The source is the same as below, the Dave Meltzer article at Yahoo. I didn't have time to elaborate on this part of it before, but I want to now.
Adding intrigue to the Mayweather fight, which may be held at the MGM Grand Garden Arena in Las Vegas, is that Floyd Mayweather Sr. has agreed to train De La Hoya for all three fights this year.
De La Hoya said the third fight would "absolutely" be the final one of his career. "I can't turn back the clock," he said.
Figuring out Oscar's retirement opponent is just as intriguing, if not moreso, than figuring out his tune-up opponent in May. My idea?
Tito Trinidad, no matter what happens tonight against Roy Jones, Jr.

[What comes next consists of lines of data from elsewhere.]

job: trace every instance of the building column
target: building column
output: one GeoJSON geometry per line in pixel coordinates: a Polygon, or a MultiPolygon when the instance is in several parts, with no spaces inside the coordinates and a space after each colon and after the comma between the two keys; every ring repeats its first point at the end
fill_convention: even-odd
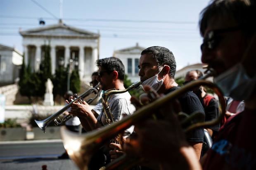
{"type": "Polygon", "coordinates": [[[51,46],[51,58],[52,61],[52,74],[55,74],[56,66],[56,52],[55,46],[51,46]]]}
{"type": "Polygon", "coordinates": [[[28,65],[28,46],[25,45],[23,45],[23,48],[24,49],[24,61],[26,66],[28,65]]]}
{"type": "Polygon", "coordinates": [[[40,64],[41,62],[41,46],[36,46],[36,60],[35,60],[35,71],[38,71],[40,67],[40,64]]]}
{"type": "Polygon", "coordinates": [[[85,74],[84,71],[84,64],[85,64],[85,49],[83,46],[81,46],[79,47],[79,56],[78,59],[79,66],[78,69],[79,71],[79,75],[80,76],[80,79],[82,80],[84,78],[85,74]]]}
{"type": "Polygon", "coordinates": [[[96,62],[98,60],[98,48],[97,47],[92,48],[92,67],[91,73],[92,73],[94,71],[97,70],[97,68],[96,66],[96,62]]]}
{"type": "Polygon", "coordinates": [[[65,67],[66,67],[68,64],[69,63],[69,60],[70,58],[70,48],[69,46],[65,46],[65,57],[64,60],[65,63],[64,66],[65,67]]]}

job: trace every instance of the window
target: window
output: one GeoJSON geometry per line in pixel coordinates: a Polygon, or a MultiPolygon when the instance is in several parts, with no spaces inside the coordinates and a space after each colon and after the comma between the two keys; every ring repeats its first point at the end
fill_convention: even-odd
{"type": "Polygon", "coordinates": [[[128,74],[132,74],[132,59],[128,58],[128,74]]]}
{"type": "Polygon", "coordinates": [[[139,68],[138,68],[138,66],[139,65],[139,59],[135,58],[135,73],[138,74],[139,73],[139,68]]]}

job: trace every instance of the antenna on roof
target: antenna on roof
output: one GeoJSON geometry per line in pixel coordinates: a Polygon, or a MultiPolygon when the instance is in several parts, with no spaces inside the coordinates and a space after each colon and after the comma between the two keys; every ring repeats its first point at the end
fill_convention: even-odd
{"type": "Polygon", "coordinates": [[[59,20],[62,20],[63,18],[63,0],[59,0],[59,20]]]}
{"type": "Polygon", "coordinates": [[[39,25],[44,25],[45,24],[45,21],[44,21],[42,18],[39,19],[39,25]]]}

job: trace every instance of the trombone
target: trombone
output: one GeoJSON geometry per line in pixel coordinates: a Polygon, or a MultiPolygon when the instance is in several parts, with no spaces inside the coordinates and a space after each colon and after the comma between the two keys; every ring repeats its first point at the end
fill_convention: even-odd
{"type": "MultiPolygon", "coordinates": [[[[212,75],[208,74],[204,78],[212,75]]],[[[85,134],[78,136],[69,131],[64,127],[61,129],[61,134],[64,147],[70,158],[76,164],[80,170],[88,170],[92,155],[106,142],[121,132],[141,121],[145,118],[149,117],[152,110],[166,104],[171,100],[176,99],[179,95],[195,87],[201,85],[208,86],[211,88],[218,95],[220,104],[220,114],[215,119],[207,122],[196,122],[184,129],[185,132],[195,129],[207,127],[218,123],[222,119],[225,110],[225,100],[222,92],[215,84],[204,80],[197,80],[185,85],[182,87],[166,96],[160,97],[148,105],[136,110],[133,114],[124,117],[122,120],[116,122],[97,131],[94,131],[85,134]]],[[[156,113],[157,114],[157,113],[156,113]]],[[[186,115],[183,122],[187,124],[193,122],[193,118],[201,117],[201,113],[196,113],[190,115],[186,115]]],[[[107,165],[106,169],[107,169],[107,165]]]]}
{"type": "Polygon", "coordinates": [[[90,98],[85,102],[90,104],[92,101],[97,98],[100,90],[100,83],[95,86],[94,87],[91,88],[82,94],[80,96],[78,96],[77,94],[75,94],[75,99],[72,100],[67,105],[64,107],[63,108],[60,110],[59,111],[56,113],[54,115],[49,116],[45,119],[43,120],[35,120],[35,122],[37,124],[38,127],[44,132],[45,133],[45,128],[46,127],[53,121],[54,121],[54,124],[55,126],[60,126],[63,124],[65,122],[73,117],[71,114],[69,114],[64,116],[63,118],[60,118],[59,116],[62,114],[62,113],[71,106],[73,103],[76,102],[81,102],[83,100],[83,99],[88,96],[90,94],[94,92],[95,93],[95,96],[93,98],[90,98]]]}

The Trinidad loss is still the one that most sticks in Oscar's craw, as he felt he won the fight. But it's also the fight that left him with the least public respect and admiration in his entire career. He's lost other fights -- Mayweather, Hopkins, Mosley on two occasions. All to great fighters. But in those fights, he fought. Only Hopkins was able to knock him out, with the crushing body punch. It was the fight that proved Oscar de la Hoya is no middleweight.
He pushed Mayweather and Mosley, two of the three most purely talented fighters of the era (along with Jones, in my opinion) to the limit in all three fights.
You'll recall Oscar-Tito for being a de la Hoya clinic early on, most likely. Almost all of us felt that way. But he ran away from Trinidad down the stretch. Literally would not fight him. I think you can argue that Oscar won the fight, a contrast to his debated decision wins over Ike Quartey and Felix Sturm, two bouts that many felt de la Hoya lost. His only loss that I think is truly debatable is that against Trinidad.
Oscar-Tito II would be a perfect capper in the careers of both men. For as much else as both did, their fight is still talked about, despite that it was somewhat disappointing in terms of action, particularly on Oscar's side after he started coasting. What was then the biggest non-heavyweight fight of all-time would still be a big fight now, and that would be true if Roy Jones knocks Trinidad out in the first round.
Who else is there? A third bout between de la Hoya and business partner Mosley isn't going to happen, because they work together too closely.
I think the path works very well: A tune-up fight, a rematch with the best pound-for-pound fighter in the world, and then a goodbye with an old rival, where there is unfinished business, no matter how old the business is.
If the three fights in 2008 are definitely the end of Oscar de la Hoya's in-ring career, boxing as a whole owes him a huge debt of gratitude. When the heavyweight division ate itself, it was Oscar who did the most to keep the sport alive and kicking. You may not be his biggest fan, but he's truly been Golden for the sweet science. Without him, who knows where boxing would be?